All the biomarkers utilized in this work were downloaded from the LONI data archive (https://ida.loni.usc.edu/) where the pre-processed ADNI data are hosted.

Cerebrospinal fluid (CSF) biomarkers

CSF levels of amyloid beta (Aβ) and total (T-tau) and phosphorylated (P-tau) tau proteins were assayed by the ADNI Biomarker Core as previously described19.

Magnetic resonance imaging biomarkers

Structural MRI (SMRI) scans at baseline were downloaded and processed as described previously20. FreeSurfer v5.1 was used to obtain volume and thickness measures for standard regions of interest (ROIs) as surrogates for cerebral atrophy. We scaled the volumes by total intracranial volume. In addition, we also included volumetric measurements of hippocampal subfields.
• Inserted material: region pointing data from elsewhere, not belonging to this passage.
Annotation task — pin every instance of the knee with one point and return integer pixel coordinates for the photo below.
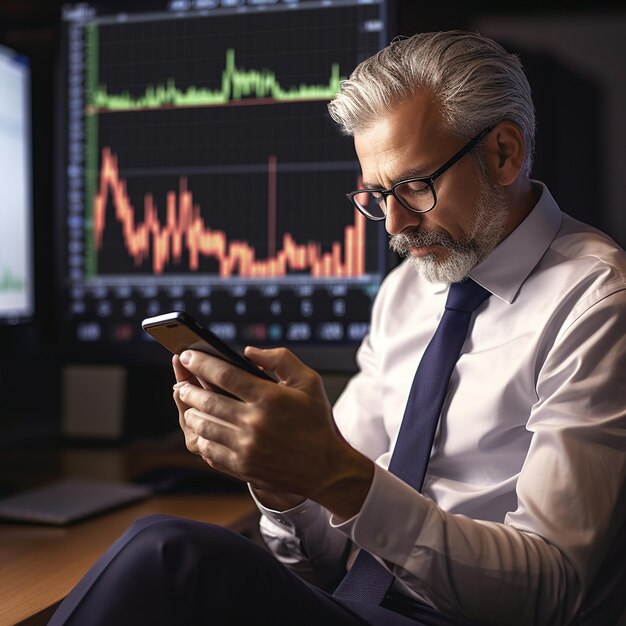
(175, 541)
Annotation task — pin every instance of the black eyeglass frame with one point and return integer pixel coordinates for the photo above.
(429, 180)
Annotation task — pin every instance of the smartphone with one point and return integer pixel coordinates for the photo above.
(178, 331)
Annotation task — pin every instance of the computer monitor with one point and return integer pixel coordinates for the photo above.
(201, 171)
(16, 233)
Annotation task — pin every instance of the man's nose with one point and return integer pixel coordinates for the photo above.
(398, 217)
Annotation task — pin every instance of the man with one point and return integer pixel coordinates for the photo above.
(520, 515)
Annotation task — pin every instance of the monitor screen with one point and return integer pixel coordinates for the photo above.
(202, 172)
(16, 236)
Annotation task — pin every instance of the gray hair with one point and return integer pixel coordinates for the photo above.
(475, 80)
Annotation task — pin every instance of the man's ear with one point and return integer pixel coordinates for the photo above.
(504, 153)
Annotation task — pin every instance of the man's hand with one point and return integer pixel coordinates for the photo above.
(279, 437)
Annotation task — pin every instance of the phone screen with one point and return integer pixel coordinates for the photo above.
(178, 331)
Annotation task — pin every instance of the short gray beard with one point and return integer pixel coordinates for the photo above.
(485, 234)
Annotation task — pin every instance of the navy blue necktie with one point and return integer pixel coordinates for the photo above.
(368, 581)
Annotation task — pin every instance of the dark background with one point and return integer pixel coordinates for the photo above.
(574, 60)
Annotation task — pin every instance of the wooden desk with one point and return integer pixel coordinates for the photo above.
(39, 565)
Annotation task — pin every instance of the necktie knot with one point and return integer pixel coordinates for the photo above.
(466, 296)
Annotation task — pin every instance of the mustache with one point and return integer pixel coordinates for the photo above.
(417, 238)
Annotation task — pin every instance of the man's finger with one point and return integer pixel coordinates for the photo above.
(289, 369)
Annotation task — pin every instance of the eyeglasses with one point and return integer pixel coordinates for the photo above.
(415, 194)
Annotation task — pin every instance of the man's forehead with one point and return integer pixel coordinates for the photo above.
(402, 143)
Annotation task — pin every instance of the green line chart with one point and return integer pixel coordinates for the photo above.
(10, 282)
(236, 86)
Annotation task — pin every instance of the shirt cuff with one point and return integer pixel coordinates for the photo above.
(392, 537)
(299, 517)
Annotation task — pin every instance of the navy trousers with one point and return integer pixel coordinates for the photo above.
(169, 571)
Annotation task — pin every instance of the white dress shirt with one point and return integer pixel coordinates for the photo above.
(523, 509)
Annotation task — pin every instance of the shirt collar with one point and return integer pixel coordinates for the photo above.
(505, 269)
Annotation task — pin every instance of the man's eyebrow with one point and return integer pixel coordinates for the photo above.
(412, 173)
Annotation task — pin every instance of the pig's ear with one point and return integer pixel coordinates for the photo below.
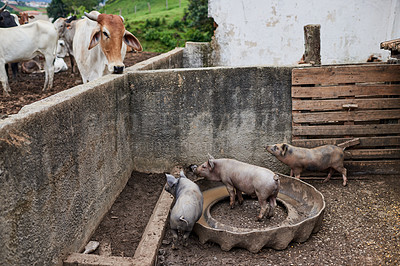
(182, 174)
(171, 180)
(284, 149)
(211, 163)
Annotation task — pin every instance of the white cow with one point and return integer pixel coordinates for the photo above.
(25, 42)
(100, 45)
(60, 65)
(66, 32)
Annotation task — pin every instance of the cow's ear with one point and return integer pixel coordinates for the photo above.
(132, 41)
(171, 180)
(95, 37)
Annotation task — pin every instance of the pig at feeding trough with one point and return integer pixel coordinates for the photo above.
(242, 177)
(315, 159)
(188, 206)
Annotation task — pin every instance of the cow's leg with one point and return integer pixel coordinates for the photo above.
(4, 80)
(49, 72)
(240, 196)
(71, 58)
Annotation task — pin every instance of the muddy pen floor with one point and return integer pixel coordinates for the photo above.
(361, 226)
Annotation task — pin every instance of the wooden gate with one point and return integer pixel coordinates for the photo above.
(333, 104)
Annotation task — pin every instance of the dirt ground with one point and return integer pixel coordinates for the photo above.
(361, 226)
(121, 229)
(27, 88)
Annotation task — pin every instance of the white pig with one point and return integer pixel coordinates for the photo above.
(243, 177)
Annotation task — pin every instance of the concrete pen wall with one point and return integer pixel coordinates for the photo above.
(65, 159)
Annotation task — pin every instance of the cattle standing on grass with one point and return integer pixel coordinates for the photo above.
(25, 42)
(66, 32)
(100, 45)
(8, 20)
(24, 17)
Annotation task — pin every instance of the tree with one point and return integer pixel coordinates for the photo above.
(57, 9)
(89, 5)
(197, 16)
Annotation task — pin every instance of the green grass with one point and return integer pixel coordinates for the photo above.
(159, 30)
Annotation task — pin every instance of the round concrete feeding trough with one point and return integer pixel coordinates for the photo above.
(304, 206)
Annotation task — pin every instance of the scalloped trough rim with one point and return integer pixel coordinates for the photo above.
(294, 195)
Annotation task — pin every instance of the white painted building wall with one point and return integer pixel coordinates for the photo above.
(270, 32)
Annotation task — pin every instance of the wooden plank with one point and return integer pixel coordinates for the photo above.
(356, 168)
(363, 104)
(346, 130)
(329, 117)
(379, 167)
(357, 90)
(372, 154)
(346, 74)
(364, 142)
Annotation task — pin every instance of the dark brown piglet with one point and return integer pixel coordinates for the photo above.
(315, 159)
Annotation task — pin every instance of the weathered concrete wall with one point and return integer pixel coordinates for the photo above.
(179, 116)
(63, 161)
(198, 54)
(270, 32)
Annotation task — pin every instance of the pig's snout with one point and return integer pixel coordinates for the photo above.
(193, 168)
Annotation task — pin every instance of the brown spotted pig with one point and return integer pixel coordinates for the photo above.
(315, 159)
(243, 177)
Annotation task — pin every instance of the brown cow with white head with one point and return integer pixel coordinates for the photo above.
(99, 45)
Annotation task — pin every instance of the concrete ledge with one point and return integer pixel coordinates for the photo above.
(146, 251)
(79, 259)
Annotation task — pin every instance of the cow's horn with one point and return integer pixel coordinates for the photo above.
(92, 16)
(4, 7)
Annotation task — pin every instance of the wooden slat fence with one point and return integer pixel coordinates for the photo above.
(333, 104)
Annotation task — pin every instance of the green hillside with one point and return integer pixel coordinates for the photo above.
(158, 29)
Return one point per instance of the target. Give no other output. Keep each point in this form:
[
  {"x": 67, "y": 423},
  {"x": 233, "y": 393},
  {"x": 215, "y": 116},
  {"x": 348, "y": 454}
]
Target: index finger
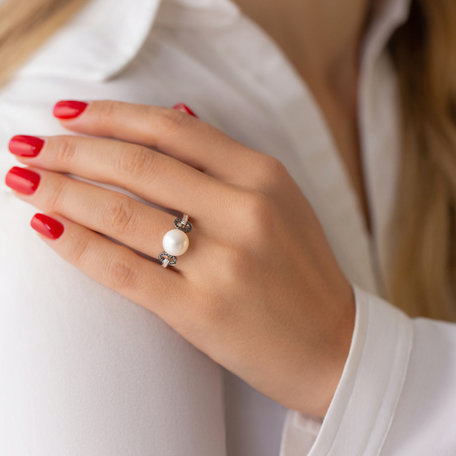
[{"x": 169, "y": 130}]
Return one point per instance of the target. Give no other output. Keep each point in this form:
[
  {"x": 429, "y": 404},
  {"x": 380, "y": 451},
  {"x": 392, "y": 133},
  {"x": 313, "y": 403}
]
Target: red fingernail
[
  {"x": 184, "y": 108},
  {"x": 47, "y": 226},
  {"x": 69, "y": 109},
  {"x": 22, "y": 180},
  {"x": 25, "y": 146}
]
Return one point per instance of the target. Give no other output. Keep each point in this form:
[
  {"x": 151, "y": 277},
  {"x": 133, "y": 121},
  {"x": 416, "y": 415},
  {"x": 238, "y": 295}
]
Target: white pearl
[{"x": 175, "y": 242}]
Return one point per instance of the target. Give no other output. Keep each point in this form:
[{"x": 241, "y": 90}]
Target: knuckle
[
  {"x": 106, "y": 110},
  {"x": 79, "y": 250},
  {"x": 134, "y": 162},
  {"x": 119, "y": 215},
  {"x": 56, "y": 194},
  {"x": 172, "y": 119},
  {"x": 120, "y": 275},
  {"x": 66, "y": 149}
]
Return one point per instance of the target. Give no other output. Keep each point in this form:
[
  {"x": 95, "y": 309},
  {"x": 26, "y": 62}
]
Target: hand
[{"x": 258, "y": 290}]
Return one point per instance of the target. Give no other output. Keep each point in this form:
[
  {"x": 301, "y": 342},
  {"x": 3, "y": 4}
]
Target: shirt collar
[{"x": 105, "y": 35}]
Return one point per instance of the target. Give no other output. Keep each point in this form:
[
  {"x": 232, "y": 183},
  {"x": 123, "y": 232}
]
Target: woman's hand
[{"x": 258, "y": 290}]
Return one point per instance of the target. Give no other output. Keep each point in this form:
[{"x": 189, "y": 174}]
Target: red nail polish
[
  {"x": 22, "y": 180},
  {"x": 69, "y": 109},
  {"x": 25, "y": 146},
  {"x": 47, "y": 226},
  {"x": 184, "y": 108}
]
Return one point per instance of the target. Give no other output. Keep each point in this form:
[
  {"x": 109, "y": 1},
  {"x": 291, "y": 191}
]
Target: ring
[{"x": 175, "y": 242}]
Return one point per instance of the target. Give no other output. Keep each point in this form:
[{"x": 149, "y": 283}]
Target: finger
[
  {"x": 149, "y": 174},
  {"x": 169, "y": 130},
  {"x": 112, "y": 265},
  {"x": 118, "y": 216}
]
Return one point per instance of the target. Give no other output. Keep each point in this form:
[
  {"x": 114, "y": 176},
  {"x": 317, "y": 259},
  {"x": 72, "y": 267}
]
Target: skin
[
  {"x": 322, "y": 40},
  {"x": 260, "y": 293}
]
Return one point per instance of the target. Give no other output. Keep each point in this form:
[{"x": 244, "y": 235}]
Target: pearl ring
[{"x": 175, "y": 242}]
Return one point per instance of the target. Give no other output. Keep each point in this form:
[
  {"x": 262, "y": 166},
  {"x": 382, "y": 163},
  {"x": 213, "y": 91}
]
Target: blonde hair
[{"x": 423, "y": 278}]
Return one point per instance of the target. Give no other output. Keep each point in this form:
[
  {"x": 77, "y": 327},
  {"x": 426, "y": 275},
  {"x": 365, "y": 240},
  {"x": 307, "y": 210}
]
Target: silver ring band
[{"x": 175, "y": 242}]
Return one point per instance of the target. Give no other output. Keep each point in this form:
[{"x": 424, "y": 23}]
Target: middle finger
[
  {"x": 118, "y": 216},
  {"x": 149, "y": 174}
]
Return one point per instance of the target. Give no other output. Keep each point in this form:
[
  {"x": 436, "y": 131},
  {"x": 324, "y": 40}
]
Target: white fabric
[{"x": 84, "y": 371}]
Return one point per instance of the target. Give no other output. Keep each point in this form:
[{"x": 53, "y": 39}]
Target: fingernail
[
  {"x": 47, "y": 226},
  {"x": 69, "y": 109},
  {"x": 22, "y": 180},
  {"x": 25, "y": 146},
  {"x": 184, "y": 108}
]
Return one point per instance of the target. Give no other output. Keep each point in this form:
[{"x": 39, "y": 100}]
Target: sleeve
[{"x": 396, "y": 395}]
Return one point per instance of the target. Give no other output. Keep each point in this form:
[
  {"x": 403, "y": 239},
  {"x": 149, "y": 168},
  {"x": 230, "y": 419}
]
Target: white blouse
[{"x": 85, "y": 372}]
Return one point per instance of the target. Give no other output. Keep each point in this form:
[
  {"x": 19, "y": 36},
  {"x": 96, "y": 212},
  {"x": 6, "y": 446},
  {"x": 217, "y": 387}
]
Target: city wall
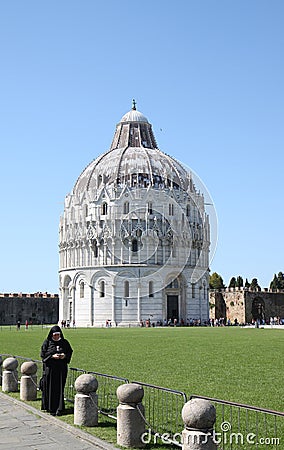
[
  {"x": 36, "y": 308},
  {"x": 246, "y": 306}
]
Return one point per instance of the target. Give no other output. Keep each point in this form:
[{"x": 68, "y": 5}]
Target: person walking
[{"x": 56, "y": 354}]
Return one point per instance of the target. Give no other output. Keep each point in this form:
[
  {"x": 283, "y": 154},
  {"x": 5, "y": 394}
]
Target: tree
[
  {"x": 239, "y": 281},
  {"x": 233, "y": 282},
  {"x": 277, "y": 282},
  {"x": 247, "y": 284},
  {"x": 216, "y": 281}
]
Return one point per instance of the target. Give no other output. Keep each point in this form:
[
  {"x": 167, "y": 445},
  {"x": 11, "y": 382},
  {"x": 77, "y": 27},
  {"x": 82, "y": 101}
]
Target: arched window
[
  {"x": 104, "y": 209},
  {"x": 126, "y": 289},
  {"x": 173, "y": 284},
  {"x": 102, "y": 288},
  {"x": 82, "y": 289},
  {"x": 134, "y": 246},
  {"x": 151, "y": 289},
  {"x": 126, "y": 208}
]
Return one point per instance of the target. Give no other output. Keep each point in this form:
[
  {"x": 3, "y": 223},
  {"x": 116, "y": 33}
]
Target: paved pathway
[{"x": 25, "y": 427}]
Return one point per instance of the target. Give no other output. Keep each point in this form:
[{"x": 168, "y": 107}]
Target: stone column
[
  {"x": 199, "y": 417},
  {"x": 10, "y": 375},
  {"x": 86, "y": 401},
  {"x": 113, "y": 305},
  {"x": 1, "y": 362},
  {"x": 139, "y": 300},
  {"x": 28, "y": 385},
  {"x": 91, "y": 305},
  {"x": 130, "y": 415},
  {"x": 73, "y": 293}
]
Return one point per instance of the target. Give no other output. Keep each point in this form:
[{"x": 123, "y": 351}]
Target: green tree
[
  {"x": 216, "y": 281},
  {"x": 254, "y": 286},
  {"x": 239, "y": 281},
  {"x": 233, "y": 282},
  {"x": 247, "y": 284},
  {"x": 277, "y": 282}
]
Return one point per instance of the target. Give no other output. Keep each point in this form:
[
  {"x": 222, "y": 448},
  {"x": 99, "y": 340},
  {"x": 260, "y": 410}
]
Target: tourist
[{"x": 56, "y": 353}]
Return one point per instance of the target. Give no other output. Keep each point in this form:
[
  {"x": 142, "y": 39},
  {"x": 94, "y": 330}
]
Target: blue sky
[{"x": 208, "y": 75}]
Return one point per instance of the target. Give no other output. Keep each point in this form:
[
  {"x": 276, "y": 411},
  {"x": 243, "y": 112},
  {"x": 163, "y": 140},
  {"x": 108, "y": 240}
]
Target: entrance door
[{"x": 172, "y": 307}]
Positron emission tomography (PET) biomarkers

Fluorodeoxyglucose (FDG) and F-florbetapir PET imaging from the baseline visit were analyzed as surrogates for neuronal injury and amyloid pathology, respectively18. For FDG-PET, AD-specific ROIs representing the temporal, angular, and posterior cingulate gyri were utilized21. For F-florbetapir PET, we included regional amyloid deposition assessed by standardized uptake value ratio (SUVR) in the temporal, parietal, and cingulate cortex, as well as a composite global measure of multiple regions22.

Cognition

Scores on the Mini-Mental State Examination (MMSE)23 at baseline were utilized as measures of cognitive performance.

Cognitive resilience

The number of errors on the American National Adult Reading Test (ANART) (which is an estimate of pre-morbid verbal IQ) and years of education were utilized as surrogate measures of cognitive resilience.

Genetic factors

Genotype and gene expression data from peripheral blood samples in ADNI were obtained as previously described24. In this study, we specifically analyzed APOE ε4 allele status (carrier vs. non-carrier) as well as expression data for the top genes with validated associations to AD (APOE, BIN1, CLU, ABCA7, CR1, PICALM, MS4A6A, CD33, and CD2AP) as listed in the AlzGene database25.

Demographics

Gender and age at the baseline visit were utilized in the predictive model.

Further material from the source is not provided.